抄録
近年,子どもたちの不登校や学級崩壊,学力低下などの問題が指摘され,その対策として,少人数学級
や少人数指導などの,少人数教育の取り組みが注目されているが,その効果の検証は十分とはいえない。
本研究では,(1)学級規模(一学級の児童生徒数)と子どもたちの学習意欲,学力の定着度との関係,(2)

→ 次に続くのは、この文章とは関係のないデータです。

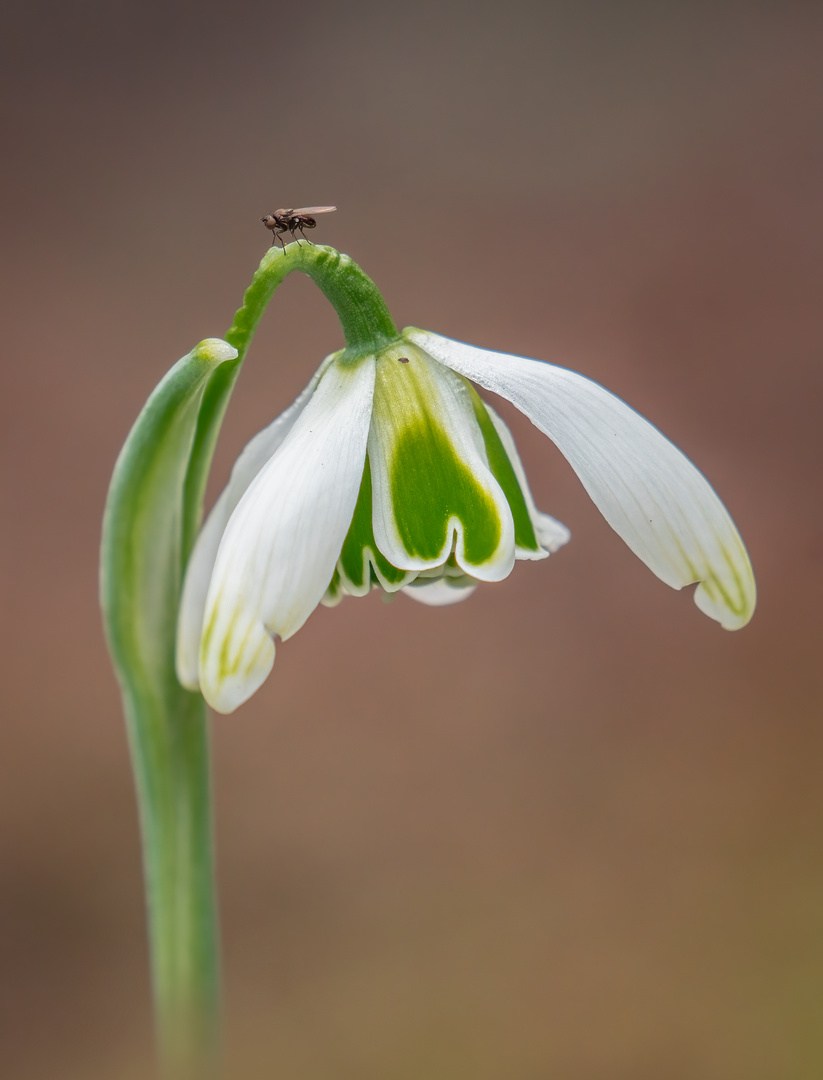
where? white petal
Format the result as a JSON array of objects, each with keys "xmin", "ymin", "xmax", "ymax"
[
  {"xmin": 412, "ymin": 329, "xmax": 755, "ymax": 630},
  {"xmin": 483, "ymin": 402, "xmax": 571, "ymax": 561},
  {"xmin": 401, "ymin": 578, "xmax": 477, "ymax": 607},
  {"xmin": 200, "ymin": 357, "xmax": 375, "ymax": 713},
  {"xmin": 176, "ymin": 354, "xmax": 334, "ymax": 690},
  {"xmin": 368, "ymin": 346, "xmax": 514, "ymax": 581}
]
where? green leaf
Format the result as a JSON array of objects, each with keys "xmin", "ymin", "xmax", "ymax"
[{"xmin": 100, "ymin": 338, "xmax": 238, "ymax": 1076}]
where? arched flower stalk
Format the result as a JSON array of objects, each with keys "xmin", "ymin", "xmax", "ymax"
[{"xmin": 102, "ymin": 244, "xmax": 755, "ymax": 1075}]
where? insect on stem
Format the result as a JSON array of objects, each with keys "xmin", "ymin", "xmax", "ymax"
[{"xmin": 260, "ymin": 206, "xmax": 337, "ymax": 251}]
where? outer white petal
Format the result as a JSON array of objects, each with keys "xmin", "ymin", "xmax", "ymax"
[
  {"xmin": 176, "ymin": 356, "xmax": 333, "ymax": 690},
  {"xmin": 483, "ymin": 402, "xmax": 571, "ymax": 561},
  {"xmin": 200, "ymin": 359, "xmax": 375, "ymax": 713},
  {"xmin": 404, "ymin": 329, "xmax": 755, "ymax": 630},
  {"xmin": 401, "ymin": 578, "xmax": 477, "ymax": 607}
]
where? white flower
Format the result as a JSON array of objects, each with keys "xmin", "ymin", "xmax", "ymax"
[{"xmin": 177, "ymin": 328, "xmax": 755, "ymax": 713}]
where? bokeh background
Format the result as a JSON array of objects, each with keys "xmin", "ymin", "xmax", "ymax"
[{"xmin": 0, "ymin": 0, "xmax": 823, "ymax": 1080}]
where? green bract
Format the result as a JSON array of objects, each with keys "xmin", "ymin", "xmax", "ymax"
[{"xmin": 169, "ymin": 255, "xmax": 755, "ymax": 712}]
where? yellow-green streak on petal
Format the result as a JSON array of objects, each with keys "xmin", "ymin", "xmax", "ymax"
[
  {"xmin": 675, "ymin": 540, "xmax": 752, "ymax": 619},
  {"xmin": 467, "ymin": 382, "xmax": 540, "ymax": 551}
]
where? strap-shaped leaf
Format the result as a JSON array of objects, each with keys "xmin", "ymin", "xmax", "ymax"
[
  {"xmin": 100, "ymin": 338, "xmax": 238, "ymax": 1068},
  {"xmin": 100, "ymin": 338, "xmax": 237, "ymax": 704}
]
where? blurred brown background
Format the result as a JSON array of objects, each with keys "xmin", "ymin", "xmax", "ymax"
[{"xmin": 0, "ymin": 0, "xmax": 823, "ymax": 1080}]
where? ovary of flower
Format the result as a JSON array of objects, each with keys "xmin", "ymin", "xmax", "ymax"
[{"xmin": 177, "ymin": 328, "xmax": 755, "ymax": 713}]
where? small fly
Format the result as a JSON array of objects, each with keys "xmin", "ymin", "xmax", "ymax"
[{"xmin": 260, "ymin": 206, "xmax": 337, "ymax": 251}]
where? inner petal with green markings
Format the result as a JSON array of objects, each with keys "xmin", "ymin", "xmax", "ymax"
[{"xmin": 368, "ymin": 345, "xmax": 514, "ymax": 581}]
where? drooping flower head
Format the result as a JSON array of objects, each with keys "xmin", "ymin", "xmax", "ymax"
[{"xmin": 177, "ymin": 254, "xmax": 755, "ymax": 713}]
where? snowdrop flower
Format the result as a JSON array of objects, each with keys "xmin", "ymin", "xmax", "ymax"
[{"xmin": 177, "ymin": 328, "xmax": 755, "ymax": 713}]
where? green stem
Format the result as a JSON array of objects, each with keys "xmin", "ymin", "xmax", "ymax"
[
  {"xmin": 226, "ymin": 243, "xmax": 399, "ymax": 357},
  {"xmin": 100, "ymin": 243, "xmax": 397, "ymax": 1080},
  {"xmin": 126, "ymin": 689, "xmax": 219, "ymax": 1080}
]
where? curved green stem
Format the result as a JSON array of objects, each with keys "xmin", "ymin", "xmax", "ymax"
[
  {"xmin": 100, "ymin": 243, "xmax": 397, "ymax": 1080},
  {"xmin": 226, "ymin": 242, "xmax": 399, "ymax": 357}
]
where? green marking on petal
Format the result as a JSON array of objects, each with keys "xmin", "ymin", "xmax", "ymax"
[
  {"xmin": 333, "ymin": 457, "xmax": 412, "ymax": 593},
  {"xmin": 467, "ymin": 382, "xmax": 541, "ymax": 551},
  {"xmin": 390, "ymin": 409, "xmax": 502, "ymax": 566}
]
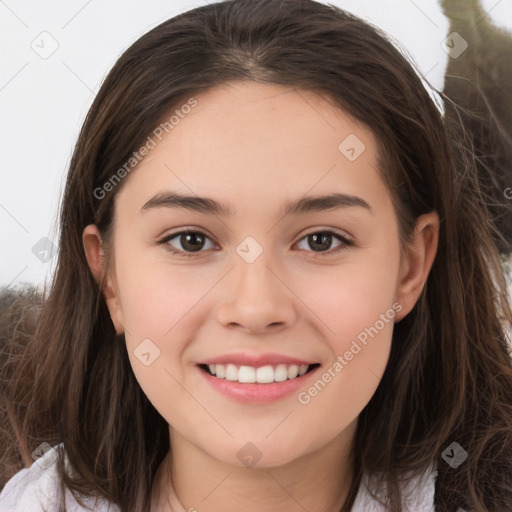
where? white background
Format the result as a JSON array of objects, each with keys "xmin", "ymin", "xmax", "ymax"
[{"xmin": 0, "ymin": 0, "xmax": 512, "ymax": 286}]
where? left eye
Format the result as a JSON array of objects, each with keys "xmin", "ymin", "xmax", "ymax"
[
  {"xmin": 298, "ymin": 231, "xmax": 351, "ymax": 253},
  {"xmin": 159, "ymin": 231, "xmax": 352, "ymax": 256}
]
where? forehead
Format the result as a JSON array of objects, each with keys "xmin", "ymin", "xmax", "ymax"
[{"xmin": 116, "ymin": 82, "xmax": 382, "ymax": 216}]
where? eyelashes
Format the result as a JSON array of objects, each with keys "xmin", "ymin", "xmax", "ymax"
[{"xmin": 157, "ymin": 229, "xmax": 354, "ymax": 258}]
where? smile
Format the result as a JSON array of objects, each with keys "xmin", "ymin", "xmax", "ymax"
[{"xmin": 200, "ymin": 364, "xmax": 319, "ymax": 384}]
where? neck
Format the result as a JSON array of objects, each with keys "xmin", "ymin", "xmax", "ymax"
[{"xmin": 154, "ymin": 422, "xmax": 357, "ymax": 512}]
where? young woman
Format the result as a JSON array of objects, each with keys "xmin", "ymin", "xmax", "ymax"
[{"xmin": 0, "ymin": 0, "xmax": 512, "ymax": 512}]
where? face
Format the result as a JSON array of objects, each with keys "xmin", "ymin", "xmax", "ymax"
[{"xmin": 84, "ymin": 82, "xmax": 436, "ymax": 467}]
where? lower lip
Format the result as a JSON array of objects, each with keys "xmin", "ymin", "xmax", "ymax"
[{"xmin": 197, "ymin": 366, "xmax": 320, "ymax": 404}]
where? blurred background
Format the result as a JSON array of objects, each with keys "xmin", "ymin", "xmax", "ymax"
[{"xmin": 0, "ymin": 0, "xmax": 512, "ymax": 288}]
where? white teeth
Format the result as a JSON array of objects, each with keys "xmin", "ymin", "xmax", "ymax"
[
  {"xmin": 239, "ymin": 366, "xmax": 256, "ymax": 382},
  {"xmin": 299, "ymin": 364, "xmax": 309, "ymax": 375},
  {"xmin": 204, "ymin": 364, "xmax": 309, "ymax": 384}
]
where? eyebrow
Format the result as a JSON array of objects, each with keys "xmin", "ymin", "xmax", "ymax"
[{"xmin": 141, "ymin": 192, "xmax": 373, "ymax": 217}]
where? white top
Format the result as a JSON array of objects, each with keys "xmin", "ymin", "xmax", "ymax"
[{"xmin": 0, "ymin": 442, "xmax": 437, "ymax": 512}]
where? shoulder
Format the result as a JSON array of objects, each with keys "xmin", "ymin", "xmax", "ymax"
[
  {"xmin": 0, "ymin": 444, "xmax": 119, "ymax": 512},
  {"xmin": 352, "ymin": 464, "xmax": 437, "ymax": 512}
]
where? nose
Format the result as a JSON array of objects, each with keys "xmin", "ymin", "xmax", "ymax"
[{"xmin": 218, "ymin": 246, "xmax": 297, "ymax": 333}]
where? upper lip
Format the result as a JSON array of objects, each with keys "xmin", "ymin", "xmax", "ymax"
[{"xmin": 198, "ymin": 352, "xmax": 315, "ymax": 368}]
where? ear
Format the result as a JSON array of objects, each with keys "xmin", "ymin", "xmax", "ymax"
[
  {"xmin": 82, "ymin": 224, "xmax": 124, "ymax": 334},
  {"xmin": 395, "ymin": 211, "xmax": 439, "ymax": 322}
]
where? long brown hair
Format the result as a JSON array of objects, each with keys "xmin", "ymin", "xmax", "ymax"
[{"xmin": 7, "ymin": 0, "xmax": 512, "ymax": 512}]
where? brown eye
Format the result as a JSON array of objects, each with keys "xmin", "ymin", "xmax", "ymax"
[
  {"xmin": 299, "ymin": 231, "xmax": 351, "ymax": 253},
  {"xmin": 159, "ymin": 231, "xmax": 215, "ymax": 256}
]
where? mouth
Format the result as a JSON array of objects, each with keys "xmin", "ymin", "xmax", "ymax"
[{"xmin": 198, "ymin": 363, "xmax": 320, "ymax": 384}]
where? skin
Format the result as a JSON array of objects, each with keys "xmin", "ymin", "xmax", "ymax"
[{"xmin": 83, "ymin": 82, "xmax": 439, "ymax": 512}]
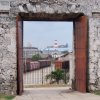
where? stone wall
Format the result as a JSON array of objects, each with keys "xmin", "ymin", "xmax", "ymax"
[
  {"xmin": 0, "ymin": 0, "xmax": 100, "ymax": 94},
  {"xmin": 0, "ymin": 14, "xmax": 17, "ymax": 94}
]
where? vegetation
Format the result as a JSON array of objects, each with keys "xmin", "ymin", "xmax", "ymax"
[
  {"xmin": 32, "ymin": 54, "xmax": 42, "ymax": 61},
  {"xmin": 0, "ymin": 95, "xmax": 15, "ymax": 100},
  {"xmin": 46, "ymin": 69, "xmax": 66, "ymax": 84}
]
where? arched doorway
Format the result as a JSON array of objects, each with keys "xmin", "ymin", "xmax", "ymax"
[{"xmin": 16, "ymin": 13, "xmax": 88, "ymax": 95}]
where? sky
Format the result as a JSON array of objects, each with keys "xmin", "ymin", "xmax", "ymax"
[{"xmin": 23, "ymin": 21, "xmax": 73, "ymax": 51}]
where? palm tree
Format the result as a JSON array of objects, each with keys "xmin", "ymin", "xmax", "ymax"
[{"xmin": 46, "ymin": 69, "xmax": 66, "ymax": 84}]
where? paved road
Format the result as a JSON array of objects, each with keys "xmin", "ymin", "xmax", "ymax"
[{"xmin": 14, "ymin": 87, "xmax": 100, "ymax": 100}]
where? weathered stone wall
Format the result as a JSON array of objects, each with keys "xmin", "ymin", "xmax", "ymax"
[
  {"xmin": 0, "ymin": 0, "xmax": 100, "ymax": 94},
  {"xmin": 0, "ymin": 14, "xmax": 17, "ymax": 94}
]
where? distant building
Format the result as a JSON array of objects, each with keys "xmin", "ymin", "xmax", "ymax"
[
  {"xmin": 57, "ymin": 52, "xmax": 75, "ymax": 85},
  {"xmin": 23, "ymin": 47, "xmax": 39, "ymax": 59}
]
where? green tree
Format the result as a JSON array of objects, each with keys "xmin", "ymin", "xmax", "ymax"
[
  {"xmin": 46, "ymin": 69, "xmax": 66, "ymax": 84},
  {"xmin": 32, "ymin": 54, "xmax": 42, "ymax": 61}
]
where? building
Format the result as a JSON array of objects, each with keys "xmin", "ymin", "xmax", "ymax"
[
  {"xmin": 57, "ymin": 52, "xmax": 75, "ymax": 85},
  {"xmin": 0, "ymin": 0, "xmax": 100, "ymax": 94},
  {"xmin": 23, "ymin": 47, "xmax": 39, "ymax": 59}
]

学級規模と学級・学校生活に対する満足度との関係,(3)学級集団の状態と学力の定着度との関係,につい
て明らかにした。その結果,小学校低学年と高学年では,学級規模の影響が異なっており,低学年では学
習面,生活面ともに少人数学級が有効であるが,高学年については学習面は有効であるが,生活面ではそ
れほど正の影響はないこと,中学校においては,学習面では36名を超える学級規模で負の影響が,生活面
では20人を下回る学級規模で負の影響が見られることが明らかになった。そして,学級集団の状態と学力
の定着度との関係には多大なものが認められ,学力向上につながる学習集団を形成する教師の学級経営の
仕方や,学級集団の状態に合わせた指導法の工夫,児童生徒に対する心理教育的援助のあり方を検討する
ことが必要であることが考察された。